A billion-dollar sigh of relief
The impact in New York state is as much as $160 million annually, or a total of $1 billion in the six historical cost-reporting years that could be affected, says Jeannie Cross, vice president for communications at the Hospital Association of New York State. Assurances that HCFA would not try to recoup payments already made under an expanded definition of Medicaid gave the hospital association "a billion dollar sigh of relief," she says.

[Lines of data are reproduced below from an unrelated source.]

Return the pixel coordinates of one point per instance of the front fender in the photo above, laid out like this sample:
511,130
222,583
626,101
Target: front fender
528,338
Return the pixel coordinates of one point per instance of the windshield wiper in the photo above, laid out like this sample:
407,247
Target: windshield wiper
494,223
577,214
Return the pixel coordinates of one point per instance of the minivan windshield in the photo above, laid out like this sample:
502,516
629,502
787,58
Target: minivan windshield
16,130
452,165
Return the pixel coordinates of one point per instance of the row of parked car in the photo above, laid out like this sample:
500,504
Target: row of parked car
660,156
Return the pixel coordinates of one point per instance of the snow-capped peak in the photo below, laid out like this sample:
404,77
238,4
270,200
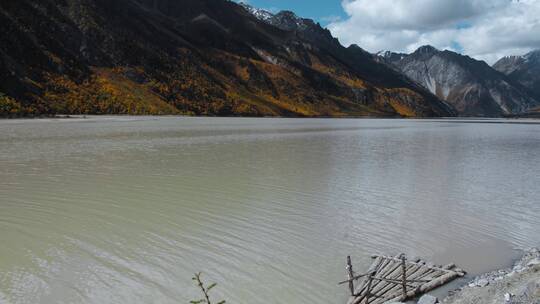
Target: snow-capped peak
260,14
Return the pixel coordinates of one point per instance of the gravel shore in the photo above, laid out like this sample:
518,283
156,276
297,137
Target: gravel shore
517,285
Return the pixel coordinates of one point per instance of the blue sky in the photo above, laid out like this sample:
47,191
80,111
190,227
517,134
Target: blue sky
322,11
483,29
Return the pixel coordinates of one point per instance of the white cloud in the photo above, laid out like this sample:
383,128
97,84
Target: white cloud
484,29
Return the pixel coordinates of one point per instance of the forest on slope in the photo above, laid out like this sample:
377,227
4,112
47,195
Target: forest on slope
192,57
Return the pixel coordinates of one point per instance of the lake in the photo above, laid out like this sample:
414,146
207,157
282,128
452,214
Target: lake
126,209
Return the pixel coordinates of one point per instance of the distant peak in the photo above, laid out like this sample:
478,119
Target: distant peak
260,14
533,56
426,49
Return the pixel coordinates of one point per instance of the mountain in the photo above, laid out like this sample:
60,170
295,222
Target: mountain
522,69
471,86
203,57
389,57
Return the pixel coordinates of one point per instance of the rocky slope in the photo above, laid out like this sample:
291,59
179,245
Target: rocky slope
520,284
471,86
204,57
522,69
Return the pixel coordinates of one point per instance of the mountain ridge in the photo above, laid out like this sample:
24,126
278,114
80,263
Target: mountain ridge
197,57
471,86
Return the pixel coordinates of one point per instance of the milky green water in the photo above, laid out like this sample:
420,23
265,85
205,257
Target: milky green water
126,209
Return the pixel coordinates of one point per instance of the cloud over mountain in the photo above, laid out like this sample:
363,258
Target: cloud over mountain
484,29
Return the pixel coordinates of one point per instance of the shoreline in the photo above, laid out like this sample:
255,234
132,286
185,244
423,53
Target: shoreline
519,284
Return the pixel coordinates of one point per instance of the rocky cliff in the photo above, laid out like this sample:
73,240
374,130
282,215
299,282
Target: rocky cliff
199,57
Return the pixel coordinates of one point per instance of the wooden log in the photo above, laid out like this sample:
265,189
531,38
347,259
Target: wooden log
426,287
435,268
421,272
350,275
391,272
368,291
410,271
375,265
404,277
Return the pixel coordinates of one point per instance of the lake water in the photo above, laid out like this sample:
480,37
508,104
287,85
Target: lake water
126,209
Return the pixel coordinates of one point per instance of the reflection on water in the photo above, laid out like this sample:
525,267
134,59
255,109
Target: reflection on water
124,210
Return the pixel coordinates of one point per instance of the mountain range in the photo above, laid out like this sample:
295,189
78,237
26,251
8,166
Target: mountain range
217,57
472,87
195,57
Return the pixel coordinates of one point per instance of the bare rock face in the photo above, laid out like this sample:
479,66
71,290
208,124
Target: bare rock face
471,86
204,57
522,69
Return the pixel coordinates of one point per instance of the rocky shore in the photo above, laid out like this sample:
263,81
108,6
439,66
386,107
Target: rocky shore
517,285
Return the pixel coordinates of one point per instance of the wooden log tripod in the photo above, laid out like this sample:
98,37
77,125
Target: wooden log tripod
396,279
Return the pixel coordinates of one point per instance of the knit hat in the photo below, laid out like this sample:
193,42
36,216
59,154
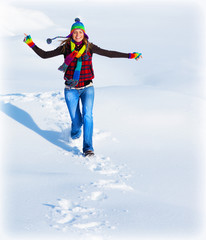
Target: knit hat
77,25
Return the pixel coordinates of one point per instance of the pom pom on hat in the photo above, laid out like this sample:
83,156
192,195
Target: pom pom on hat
77,25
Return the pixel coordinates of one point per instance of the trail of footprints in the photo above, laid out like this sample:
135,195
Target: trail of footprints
65,214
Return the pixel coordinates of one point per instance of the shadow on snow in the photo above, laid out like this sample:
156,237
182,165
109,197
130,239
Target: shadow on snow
26,120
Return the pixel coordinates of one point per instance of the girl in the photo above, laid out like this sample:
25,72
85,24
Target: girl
78,76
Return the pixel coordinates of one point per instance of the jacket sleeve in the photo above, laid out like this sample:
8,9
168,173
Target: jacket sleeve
108,53
47,54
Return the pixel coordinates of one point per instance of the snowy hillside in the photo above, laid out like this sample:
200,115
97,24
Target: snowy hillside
147,179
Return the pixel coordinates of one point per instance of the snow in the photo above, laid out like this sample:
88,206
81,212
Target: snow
147,179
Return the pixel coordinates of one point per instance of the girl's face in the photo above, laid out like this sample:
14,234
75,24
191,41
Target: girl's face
78,35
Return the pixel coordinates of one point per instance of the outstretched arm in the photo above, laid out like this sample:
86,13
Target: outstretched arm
115,54
43,54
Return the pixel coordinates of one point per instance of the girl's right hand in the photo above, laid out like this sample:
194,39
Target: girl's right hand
25,37
28,40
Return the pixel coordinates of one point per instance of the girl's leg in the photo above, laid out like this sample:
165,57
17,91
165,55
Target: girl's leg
72,101
87,98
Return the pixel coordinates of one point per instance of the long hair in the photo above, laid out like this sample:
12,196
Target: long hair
66,42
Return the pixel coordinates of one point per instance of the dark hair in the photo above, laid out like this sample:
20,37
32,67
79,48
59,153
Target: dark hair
66,42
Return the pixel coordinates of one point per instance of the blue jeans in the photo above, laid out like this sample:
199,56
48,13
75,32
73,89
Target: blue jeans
73,97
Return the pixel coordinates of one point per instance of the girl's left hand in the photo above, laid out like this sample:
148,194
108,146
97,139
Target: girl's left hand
138,57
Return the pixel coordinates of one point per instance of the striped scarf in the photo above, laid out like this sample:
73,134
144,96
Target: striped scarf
74,54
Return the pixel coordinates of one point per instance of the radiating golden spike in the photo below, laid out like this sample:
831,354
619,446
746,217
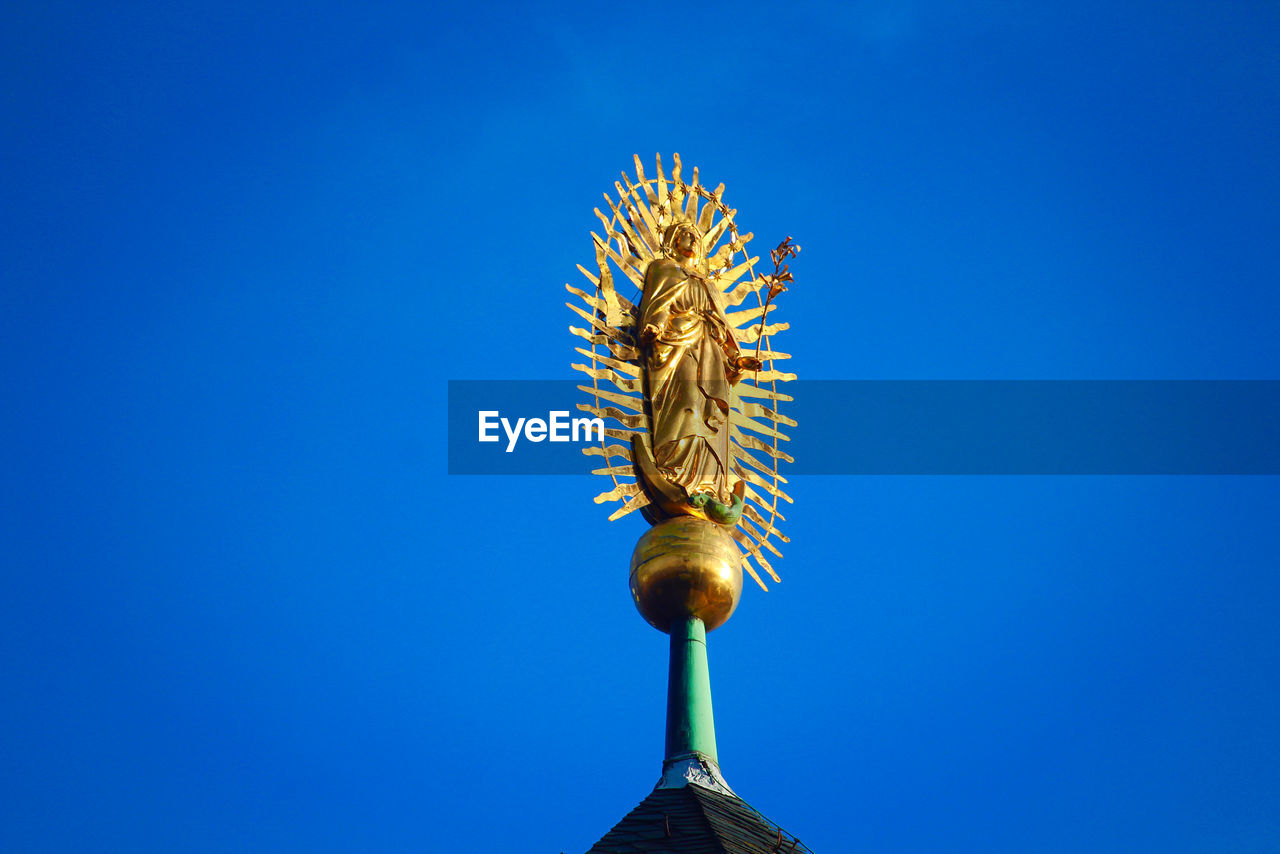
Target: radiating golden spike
600,324
641,209
608,451
611,375
758,535
662,196
615,433
755,516
704,220
726,279
740,455
677,188
626,264
718,229
635,502
758,427
625,419
762,411
758,444
626,369
613,397
752,478
617,471
641,182
691,204
617,492
764,505
748,389
750,570
752,334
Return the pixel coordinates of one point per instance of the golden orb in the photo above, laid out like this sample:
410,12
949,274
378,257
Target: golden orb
686,567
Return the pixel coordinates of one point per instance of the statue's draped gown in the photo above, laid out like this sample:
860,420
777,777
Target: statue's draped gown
689,369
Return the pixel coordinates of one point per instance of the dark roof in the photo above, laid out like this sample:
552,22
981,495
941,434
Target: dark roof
695,820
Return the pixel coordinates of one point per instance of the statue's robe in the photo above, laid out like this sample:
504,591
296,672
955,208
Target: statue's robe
690,366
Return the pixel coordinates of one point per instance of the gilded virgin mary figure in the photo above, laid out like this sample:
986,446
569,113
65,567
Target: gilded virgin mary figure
691,360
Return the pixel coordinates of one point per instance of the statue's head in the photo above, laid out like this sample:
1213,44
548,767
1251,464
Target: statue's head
681,240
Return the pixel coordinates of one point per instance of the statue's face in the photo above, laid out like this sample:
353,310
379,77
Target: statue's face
686,242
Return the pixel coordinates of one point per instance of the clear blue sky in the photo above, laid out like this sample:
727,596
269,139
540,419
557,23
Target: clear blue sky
243,608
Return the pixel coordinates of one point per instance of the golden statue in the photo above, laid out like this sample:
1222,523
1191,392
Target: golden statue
675,369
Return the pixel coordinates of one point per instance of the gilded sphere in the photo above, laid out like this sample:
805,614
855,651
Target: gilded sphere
686,567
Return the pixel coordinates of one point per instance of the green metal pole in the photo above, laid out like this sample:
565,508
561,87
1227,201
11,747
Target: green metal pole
690,725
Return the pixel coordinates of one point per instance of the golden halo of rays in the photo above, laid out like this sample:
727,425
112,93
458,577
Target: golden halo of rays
632,238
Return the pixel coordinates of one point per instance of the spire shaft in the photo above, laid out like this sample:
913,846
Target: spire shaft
690,725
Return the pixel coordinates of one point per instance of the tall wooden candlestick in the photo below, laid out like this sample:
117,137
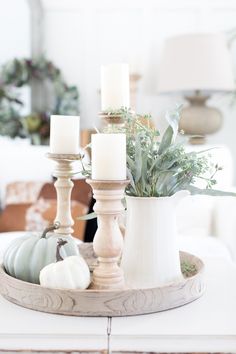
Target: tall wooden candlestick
64,172
108,240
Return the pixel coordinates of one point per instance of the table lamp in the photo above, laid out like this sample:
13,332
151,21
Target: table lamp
197,65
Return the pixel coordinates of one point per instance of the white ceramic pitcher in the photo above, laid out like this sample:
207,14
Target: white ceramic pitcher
151,255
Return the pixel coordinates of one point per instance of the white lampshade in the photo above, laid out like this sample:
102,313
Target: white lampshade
196,62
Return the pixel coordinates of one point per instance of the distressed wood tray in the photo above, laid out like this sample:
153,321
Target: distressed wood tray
103,302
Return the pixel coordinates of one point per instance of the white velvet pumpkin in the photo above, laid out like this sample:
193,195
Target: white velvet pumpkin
27,255
71,273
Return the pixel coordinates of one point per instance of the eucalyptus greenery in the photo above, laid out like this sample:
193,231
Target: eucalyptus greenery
17,73
160,166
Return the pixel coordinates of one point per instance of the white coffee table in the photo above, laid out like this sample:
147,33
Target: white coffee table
208,324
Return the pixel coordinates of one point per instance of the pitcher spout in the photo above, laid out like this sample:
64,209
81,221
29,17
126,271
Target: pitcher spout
178,196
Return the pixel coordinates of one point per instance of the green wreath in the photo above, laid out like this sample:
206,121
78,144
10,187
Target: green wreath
17,73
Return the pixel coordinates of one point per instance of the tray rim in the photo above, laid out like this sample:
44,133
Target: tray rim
98,294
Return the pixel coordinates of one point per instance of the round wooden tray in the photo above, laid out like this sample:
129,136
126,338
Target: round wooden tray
105,303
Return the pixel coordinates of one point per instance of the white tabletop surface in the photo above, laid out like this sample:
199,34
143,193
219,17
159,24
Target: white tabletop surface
208,324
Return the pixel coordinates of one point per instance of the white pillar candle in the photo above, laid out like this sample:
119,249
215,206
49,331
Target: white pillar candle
115,90
64,134
108,157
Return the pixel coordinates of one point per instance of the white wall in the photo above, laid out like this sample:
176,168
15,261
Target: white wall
14,29
80,35
15,36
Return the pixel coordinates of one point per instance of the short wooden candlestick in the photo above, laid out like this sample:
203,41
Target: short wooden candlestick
64,172
108,240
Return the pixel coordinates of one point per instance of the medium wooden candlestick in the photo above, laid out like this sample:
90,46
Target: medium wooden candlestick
64,172
108,240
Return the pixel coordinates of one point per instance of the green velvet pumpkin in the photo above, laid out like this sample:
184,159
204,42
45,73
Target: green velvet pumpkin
27,255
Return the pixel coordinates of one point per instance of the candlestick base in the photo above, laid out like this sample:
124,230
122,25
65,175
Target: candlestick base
108,240
64,172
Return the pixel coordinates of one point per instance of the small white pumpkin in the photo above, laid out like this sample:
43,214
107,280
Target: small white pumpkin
69,273
27,255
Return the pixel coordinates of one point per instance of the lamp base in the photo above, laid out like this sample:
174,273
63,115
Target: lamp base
198,120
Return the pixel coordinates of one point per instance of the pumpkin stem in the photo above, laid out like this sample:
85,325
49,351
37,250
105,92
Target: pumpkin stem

DSH payments, part of a hospital’s Medicare DRG payment, are indexed to a facility’s provision of care to Medicaid patients as well as Medicare patients eligible for Supplemental Security Income. Urban hospitals are particularly dependent upon DSH payments, and in the forefront of fighting to expand the definition of Medicaid days in the DSH calculation.
"Clearly, we would argue the definition should be as expansive as possible and not go into these gradations of low income," says Lynne Fagnani, vice president for finance and reimbursement at the National Association of Public Hospitals and Health Systems in Washington, DC. "If you take a longer view, the purpose of disproportionate share is to recoup the cost of low-income patients. These are all low-income patients," she says.
At issue in Pennsylvania is the inclusion of state-funded "general assistance" days that brings an estimated $60-$80 million annually to 73 hospitals in the state, says Virginia Schierscher, director of health care finance and policy for the Hospital and Healthsystem Association of Pennsylvania. In April, Pennsylvania’s Rep. Phil English (R-Erie) introduced legislation (HR 1529) that would expand the definition of Medicaid days in the DSH calculation to include all days described in an approved Medicaid State Plan.
Even short of legislative changes, the precise formula used to calculate Medicare disproportionate share payments is often litigated and occasionally revised. In February 1997, for example, HCFA bowed to the decision of four U.S. Courts of Appeals to recognize otherwise eligible Medicaid days in the calculation even if the state chose not to pay for such days. Up to that point, the disproportionate share formula did not include days that would have been eligible for reimbursement but for state-specific coverage limitations.